En tenant compte de ses résultats obtenus à l’international, Bob Marley : One Love prend davantage de hauteur, ses recettes atteignant les 120,5M$ sur la surface du globe. De bon augure pour la suite de son parcours, son budget de 70M$ étant assuré d’être renfloué.

S’il conserve la pole position, il s’en est fallu de peu pour le biopic sur Bob Marley tombe de son piédestal, car la surprise de ce week-end provient de Demon Slayer: Kimetsu No Yaiba – En route vers l’entraînement des piliers qui, en étant projeté dans moitié moins de cinémas, est parvenu à tenir tête à son concurrent frontal et à le talonner de peu, débarquant en force à la deuxième place du trio de tête.
Pour ses débuts sur le territoire américain, la dernière adaptation cinématographique en date du manga phare de Koyoharu Gotōge, une nouvelle fois mise en scène par Haruo Sotozaki, ne démérite pas en engrangeant 11,5M$ en trois jours et en étant proposé sur 1949 écrans (Bob Marley : One love en a 3597 à disposition). Soit un lancement similaire à son prédécesseur, Demon Slayer : Kimetsu no Yaiba – En route pour le village des forgerons, qui avait obtenu 10,1M$ il y a un an là aussi avec une sortie limitée – et suivant le même concept de compilation d’épisodes pour former un long-métrage en bonne et due forme. Nous resterons par contre à une petite distance du premier ‘véritable’ film estampillé Demon Slayer, sous-titré Le Train de l’Infini, qui s’était élancé en direction des salles obscures avec 21,2M$ à son bord en 2020, pour mieux culminer à 49,5M$ en fin de parcours – ce qui était exceptionnel pour le genre.
Cumulé aux résultats provenant de l’international, Demon Slayer: Kimetsu No Yaiba – En route vers l’entraînement des piliers ne prend que peu de galon, récoltant pour le moment 28,2M$ ce qui peu paraître faible vu la popularité du shōnen.
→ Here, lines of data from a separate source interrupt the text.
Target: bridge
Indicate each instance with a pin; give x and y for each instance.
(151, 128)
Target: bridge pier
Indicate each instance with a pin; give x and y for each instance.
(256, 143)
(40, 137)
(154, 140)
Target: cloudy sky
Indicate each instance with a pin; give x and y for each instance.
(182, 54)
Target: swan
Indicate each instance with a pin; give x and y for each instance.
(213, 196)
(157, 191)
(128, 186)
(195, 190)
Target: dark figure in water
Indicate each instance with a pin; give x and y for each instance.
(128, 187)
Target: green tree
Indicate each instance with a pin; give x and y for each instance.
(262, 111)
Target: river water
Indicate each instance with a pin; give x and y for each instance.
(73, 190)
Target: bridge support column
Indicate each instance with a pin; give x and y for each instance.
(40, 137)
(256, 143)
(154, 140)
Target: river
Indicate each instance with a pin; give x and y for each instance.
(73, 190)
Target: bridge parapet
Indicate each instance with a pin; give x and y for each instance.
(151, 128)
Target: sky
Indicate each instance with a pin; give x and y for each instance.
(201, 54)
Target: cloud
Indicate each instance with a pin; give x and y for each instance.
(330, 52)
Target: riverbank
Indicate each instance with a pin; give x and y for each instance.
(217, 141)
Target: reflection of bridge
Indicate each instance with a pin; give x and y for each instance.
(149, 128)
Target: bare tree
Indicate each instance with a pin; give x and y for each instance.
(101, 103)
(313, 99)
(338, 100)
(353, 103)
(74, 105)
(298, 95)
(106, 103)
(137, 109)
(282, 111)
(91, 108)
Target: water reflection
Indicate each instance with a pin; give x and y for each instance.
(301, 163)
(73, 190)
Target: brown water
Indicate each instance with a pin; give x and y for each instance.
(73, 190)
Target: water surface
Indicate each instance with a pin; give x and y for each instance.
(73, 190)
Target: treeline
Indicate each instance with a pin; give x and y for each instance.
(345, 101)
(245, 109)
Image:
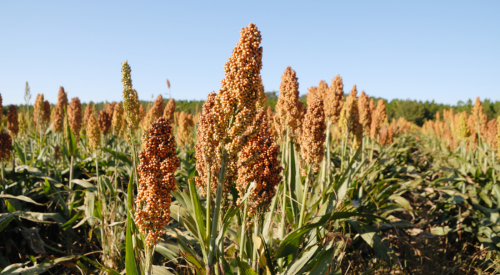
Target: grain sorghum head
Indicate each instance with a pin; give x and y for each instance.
(491, 133)
(142, 112)
(186, 122)
(104, 121)
(87, 114)
(46, 112)
(472, 124)
(322, 90)
(5, 145)
(151, 116)
(12, 120)
(258, 162)
(58, 118)
(206, 145)
(270, 117)
(158, 163)
(130, 97)
(349, 118)
(110, 108)
(365, 117)
(377, 118)
(116, 121)
(57, 153)
(334, 99)
(261, 95)
(236, 101)
(478, 113)
(93, 132)
(312, 93)
(75, 116)
(498, 135)
(158, 106)
(38, 109)
(169, 111)
(288, 112)
(23, 125)
(462, 127)
(62, 97)
(313, 135)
Pour comparaison, Demon Slayer : Le Train de l’Infini tutoyait les sommets en voyant ses recettes bondir à 453,2M$.

Eclipsé par le nouvel opus de Demon Slayer, qui bénéficiait d’un plus faible exposition que lui, Ordinary Angels n’a pas pu faire de miracles, devant se contenter de la troisième et dernière marche du podium, pour son arrivée dans les salles obscures au pays de l’Oncle Sam.
À l’occasion de son premier week-end, le drame réalisé par Jon Gunn et porté par Hilary Swank a engrangé la maigrelette somme de 6,5M$. Si ce résultat n’est pas des plus probants, pour le cinéaste le verre se voit à moitié plein puisque ce démarrage est supérieur à celui de son précédent essai, Jésus, l’enquête, qui avait obtenu 3,9M$ en avril 2017 et achevé son périple au cinéma avec 14,6M$. Un seuil que ce nouveau film devrait atteindre, si le maintien est au rendez-vous.
Quoiqu’il en soit Ordinary Angels devra composer avec ce chiffre, étant exclusivement exploité aux États-Unis à cet instant. Fort heureusement pour lui, son budget est compris entre 12M$ et 13M$, assurant dans le pire des cas des pertes minimes financièrement parlant.